Team of UNC Charlotte archaeologists find rare coin in Jerusalem

A Roman gold coin depicting the Emperor Nero, dated to 56 CE was discovered in summer, 2016 at UNC Charlotte's archaeolgocial excavation at Jerusalem's Mt. Zion. Credit Shimon Gibson

A Team of archaeologists from UNC Charlotte have made a first-of-its-kind find.

The team found this rare Roman coin in Jerusalem with the image of the Roman Emperor Nero on Mount Zion.

It dates back about 1900 years, but that's not even the most impressive part.

The team says the discovery is the first time a coin of this kind has turned up in Jerusalem in a scientific dig.

"The coin is exceptional," said archaeologist Dr. Shimon Gibson, "because this is the first time that a coin of this kind has turned up in Jerusalem in a scientific dig. Coins of this type are usually only found in private collections, where we don't have clear evidence as to place of origin."

It was found earlier this summer near villas that may have been the homes of wealthy Jewish residents of the time.

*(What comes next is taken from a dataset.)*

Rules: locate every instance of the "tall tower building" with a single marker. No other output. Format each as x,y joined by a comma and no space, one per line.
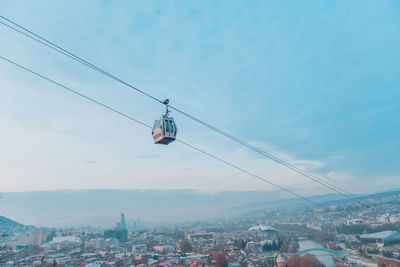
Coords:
123,224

The gold coin (aureus) bears the bare-headed portrait of the young Nero as Caesar. The lettering around the edge of the coin reads: NERO CAESAR AVG IMP. On the reverse of the coin is a depiction of an oak wreath containing the letters "EX S C," with the surrounding inscription "PONTIF MAX TR P III." Importantly, these inscriptions help to work out the date when the coin was struck as 56/57 AD. Identification of the coin was made by the historian and numismatist, Dr. David Jacobson from London.
Archaeologist say they also found the rooms of a large mansion and even a ritual pool.